A short film with ties to Shoreline made its world debut at the Tribeca International Film Festival this past weekend. The cast and crew of the comedy short “Big Boy,” directed by Seattle area director Bryan Campbell, included Shoreline film and video instructor Tony Doupé and three Shoreline students. Doupé acted in the film, while the students worked in the art department.
The film was also almost entirely shot in a restroom on Shoreline’s campus, which represented a major challenge for the art department. Per an article in Washington Filmworks, the crew spent fifty hours transforming SCC’s bathroom into the “nightmare” restroom viewers see on screen.

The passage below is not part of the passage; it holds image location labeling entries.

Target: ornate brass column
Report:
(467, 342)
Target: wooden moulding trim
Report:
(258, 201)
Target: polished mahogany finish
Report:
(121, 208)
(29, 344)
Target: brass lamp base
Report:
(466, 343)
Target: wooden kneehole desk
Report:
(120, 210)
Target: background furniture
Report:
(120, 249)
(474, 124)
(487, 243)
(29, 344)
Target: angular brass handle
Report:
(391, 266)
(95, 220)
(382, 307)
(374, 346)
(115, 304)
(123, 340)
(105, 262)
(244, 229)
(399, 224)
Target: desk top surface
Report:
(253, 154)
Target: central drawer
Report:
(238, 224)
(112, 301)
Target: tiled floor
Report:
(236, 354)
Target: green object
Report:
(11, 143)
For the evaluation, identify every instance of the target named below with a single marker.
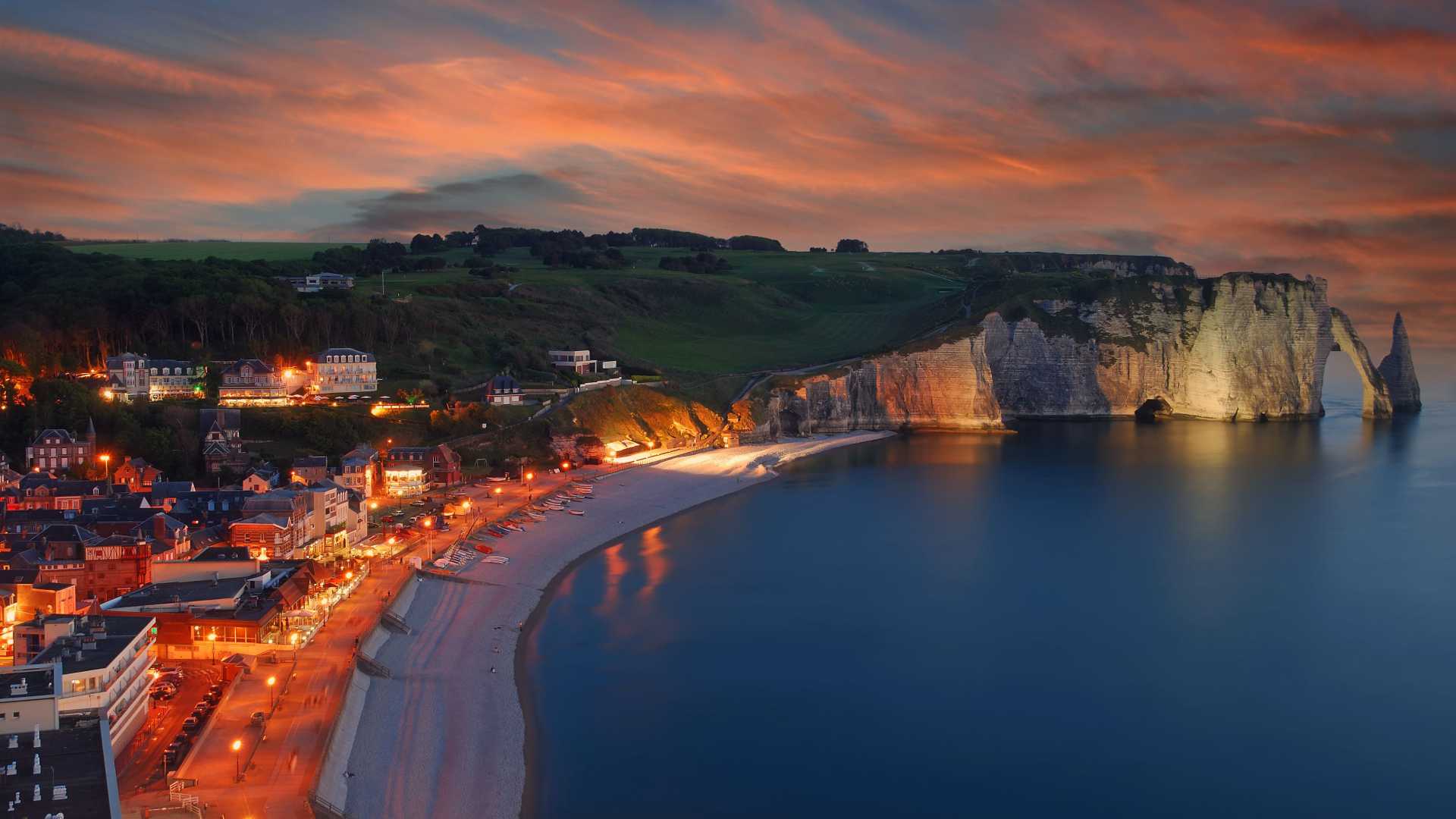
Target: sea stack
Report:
(1400, 371)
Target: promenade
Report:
(446, 733)
(280, 760)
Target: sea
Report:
(1079, 620)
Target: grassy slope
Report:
(249, 251)
(770, 311)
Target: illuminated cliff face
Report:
(1241, 347)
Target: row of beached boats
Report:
(533, 513)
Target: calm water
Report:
(1082, 620)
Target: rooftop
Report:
(181, 594)
(24, 682)
(73, 758)
(79, 654)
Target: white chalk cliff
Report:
(1239, 347)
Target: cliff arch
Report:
(1153, 410)
(1376, 395)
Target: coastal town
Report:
(727, 410)
(209, 627)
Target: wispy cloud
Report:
(1308, 137)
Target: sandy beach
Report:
(446, 733)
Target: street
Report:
(278, 761)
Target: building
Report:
(73, 556)
(131, 376)
(261, 479)
(264, 534)
(327, 523)
(357, 471)
(343, 371)
(104, 665)
(579, 362)
(30, 700)
(413, 469)
(74, 776)
(8, 475)
(503, 390)
(309, 469)
(44, 490)
(218, 605)
(221, 441)
(60, 449)
(165, 494)
(319, 281)
(136, 474)
(251, 382)
(114, 566)
(25, 601)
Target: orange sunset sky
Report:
(1289, 137)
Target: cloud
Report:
(1228, 136)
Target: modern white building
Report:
(131, 376)
(104, 665)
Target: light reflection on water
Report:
(1101, 618)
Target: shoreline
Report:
(485, 727)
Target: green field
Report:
(248, 251)
(770, 311)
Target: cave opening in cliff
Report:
(788, 423)
(1152, 410)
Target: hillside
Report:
(197, 251)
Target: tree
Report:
(753, 243)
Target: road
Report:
(278, 763)
(139, 765)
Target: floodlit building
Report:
(579, 362)
(319, 281)
(309, 469)
(357, 469)
(104, 665)
(136, 474)
(223, 602)
(131, 376)
(503, 391)
(343, 371)
(221, 441)
(61, 449)
(413, 469)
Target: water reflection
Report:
(1076, 620)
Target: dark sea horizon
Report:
(1081, 620)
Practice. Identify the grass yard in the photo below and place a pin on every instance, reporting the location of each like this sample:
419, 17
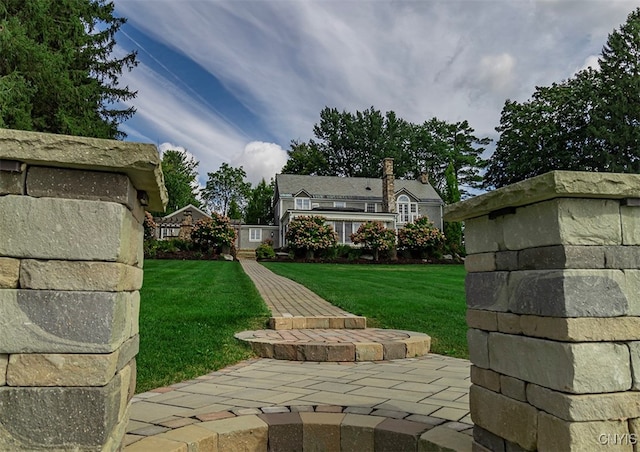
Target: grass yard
189, 312
424, 298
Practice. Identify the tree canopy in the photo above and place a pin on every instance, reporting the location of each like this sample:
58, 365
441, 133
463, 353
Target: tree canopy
259, 208
224, 186
354, 145
181, 179
590, 122
57, 70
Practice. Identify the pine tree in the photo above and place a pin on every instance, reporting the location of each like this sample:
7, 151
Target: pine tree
57, 71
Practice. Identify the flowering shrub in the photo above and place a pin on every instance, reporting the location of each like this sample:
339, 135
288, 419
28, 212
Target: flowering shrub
213, 234
373, 236
310, 234
265, 251
422, 238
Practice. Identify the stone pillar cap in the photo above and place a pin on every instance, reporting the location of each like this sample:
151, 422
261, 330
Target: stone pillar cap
555, 184
139, 161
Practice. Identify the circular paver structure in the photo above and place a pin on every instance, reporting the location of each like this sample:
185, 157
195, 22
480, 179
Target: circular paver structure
368, 344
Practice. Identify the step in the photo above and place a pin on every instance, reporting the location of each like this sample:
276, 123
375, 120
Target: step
337, 345
291, 322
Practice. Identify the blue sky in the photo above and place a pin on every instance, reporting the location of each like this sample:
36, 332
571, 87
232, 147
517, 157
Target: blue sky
236, 80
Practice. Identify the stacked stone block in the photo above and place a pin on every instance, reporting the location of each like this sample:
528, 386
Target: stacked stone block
71, 213
553, 296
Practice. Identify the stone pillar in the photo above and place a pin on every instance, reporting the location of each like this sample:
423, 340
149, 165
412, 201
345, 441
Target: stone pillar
71, 213
553, 297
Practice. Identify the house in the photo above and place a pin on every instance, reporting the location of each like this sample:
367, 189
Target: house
347, 202
168, 227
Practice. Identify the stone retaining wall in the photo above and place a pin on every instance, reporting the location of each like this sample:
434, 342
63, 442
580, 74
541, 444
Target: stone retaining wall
71, 212
553, 296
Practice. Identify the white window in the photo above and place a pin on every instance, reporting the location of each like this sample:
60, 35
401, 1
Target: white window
255, 235
302, 204
344, 229
407, 210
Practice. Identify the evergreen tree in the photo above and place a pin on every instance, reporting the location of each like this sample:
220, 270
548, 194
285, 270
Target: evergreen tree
181, 179
224, 186
57, 71
452, 230
590, 122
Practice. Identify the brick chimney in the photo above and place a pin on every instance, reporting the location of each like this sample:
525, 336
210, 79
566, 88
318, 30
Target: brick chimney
388, 190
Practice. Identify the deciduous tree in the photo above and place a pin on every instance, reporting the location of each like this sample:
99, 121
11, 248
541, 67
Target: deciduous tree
259, 208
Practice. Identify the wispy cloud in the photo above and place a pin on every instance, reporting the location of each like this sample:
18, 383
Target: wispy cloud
285, 60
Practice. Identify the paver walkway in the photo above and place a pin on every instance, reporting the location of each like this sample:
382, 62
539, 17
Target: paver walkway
416, 393
286, 298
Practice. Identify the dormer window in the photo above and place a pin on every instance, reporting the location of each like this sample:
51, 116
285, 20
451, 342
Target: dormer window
302, 204
407, 210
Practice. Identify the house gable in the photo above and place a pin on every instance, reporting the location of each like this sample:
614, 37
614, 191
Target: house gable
178, 215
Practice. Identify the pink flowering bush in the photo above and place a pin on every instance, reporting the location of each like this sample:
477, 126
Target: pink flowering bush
421, 238
373, 236
309, 234
213, 234
149, 227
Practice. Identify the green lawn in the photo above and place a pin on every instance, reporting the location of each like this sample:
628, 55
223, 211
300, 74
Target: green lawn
423, 298
189, 312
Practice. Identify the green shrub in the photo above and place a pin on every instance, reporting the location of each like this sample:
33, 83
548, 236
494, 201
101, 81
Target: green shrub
265, 251
213, 234
421, 238
373, 236
308, 234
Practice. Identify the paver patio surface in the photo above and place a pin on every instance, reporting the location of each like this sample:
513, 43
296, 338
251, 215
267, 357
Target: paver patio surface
374, 388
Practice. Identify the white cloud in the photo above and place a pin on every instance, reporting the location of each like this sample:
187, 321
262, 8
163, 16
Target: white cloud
286, 60
592, 61
261, 160
496, 72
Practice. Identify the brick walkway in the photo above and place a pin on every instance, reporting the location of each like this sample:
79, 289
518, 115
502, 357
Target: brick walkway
419, 393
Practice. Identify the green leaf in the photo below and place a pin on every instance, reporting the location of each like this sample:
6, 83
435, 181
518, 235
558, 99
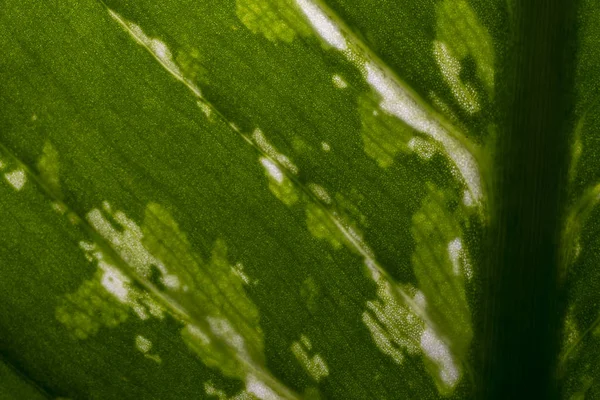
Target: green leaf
264, 199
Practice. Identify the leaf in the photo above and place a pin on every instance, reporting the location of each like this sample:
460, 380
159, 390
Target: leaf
264, 199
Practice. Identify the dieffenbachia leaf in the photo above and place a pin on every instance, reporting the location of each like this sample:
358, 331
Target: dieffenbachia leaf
288, 199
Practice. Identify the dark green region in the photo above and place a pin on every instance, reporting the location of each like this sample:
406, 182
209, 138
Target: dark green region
522, 317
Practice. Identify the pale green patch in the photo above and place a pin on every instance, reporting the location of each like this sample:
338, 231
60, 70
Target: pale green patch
212, 391
574, 222
383, 135
323, 24
441, 266
144, 345
576, 149
339, 82
449, 64
105, 299
125, 236
190, 64
399, 100
275, 19
205, 108
17, 178
394, 327
279, 184
314, 365
320, 192
91, 307
263, 144
210, 291
49, 168
159, 50
461, 35
571, 335
422, 147
321, 226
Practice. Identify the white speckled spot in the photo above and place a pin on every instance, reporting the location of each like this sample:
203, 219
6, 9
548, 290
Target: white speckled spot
339, 82
323, 24
438, 352
16, 178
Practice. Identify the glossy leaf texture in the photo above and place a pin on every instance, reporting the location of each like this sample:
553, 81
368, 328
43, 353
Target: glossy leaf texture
264, 199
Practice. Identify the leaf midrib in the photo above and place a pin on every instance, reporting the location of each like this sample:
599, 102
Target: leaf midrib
522, 311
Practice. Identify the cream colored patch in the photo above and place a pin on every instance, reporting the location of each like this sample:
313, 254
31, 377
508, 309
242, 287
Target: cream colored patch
126, 237
465, 93
339, 82
158, 49
275, 19
16, 178
395, 329
279, 184
314, 365
324, 26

The film represents the type of opportunity students studying at Shoreline have come to expect thanks to the college’s strong ties to the Shoreline Film Office. “To me, giving students the chance to work on this film is a home run,” said Doupé. “It represents the model we’ve always envisioned, which is to bring the film industry here around a nexus of education, training, working professionals and a city government that’s friendly to film.”
Doupé is an active member of the northwest film community, and his ties to the industry help pave the way for Shoreline students to meld education with professional experience by interning on professional local productions.
The premise of “Big Boy” surrounds 9-year-old Dustin, who’s never been allowed to use a public restroom on his own. In the film, his parents permit him to use a seemingly deserted highway rest stop by himself, but inside he encounters unforeseen dangers with hilarious results.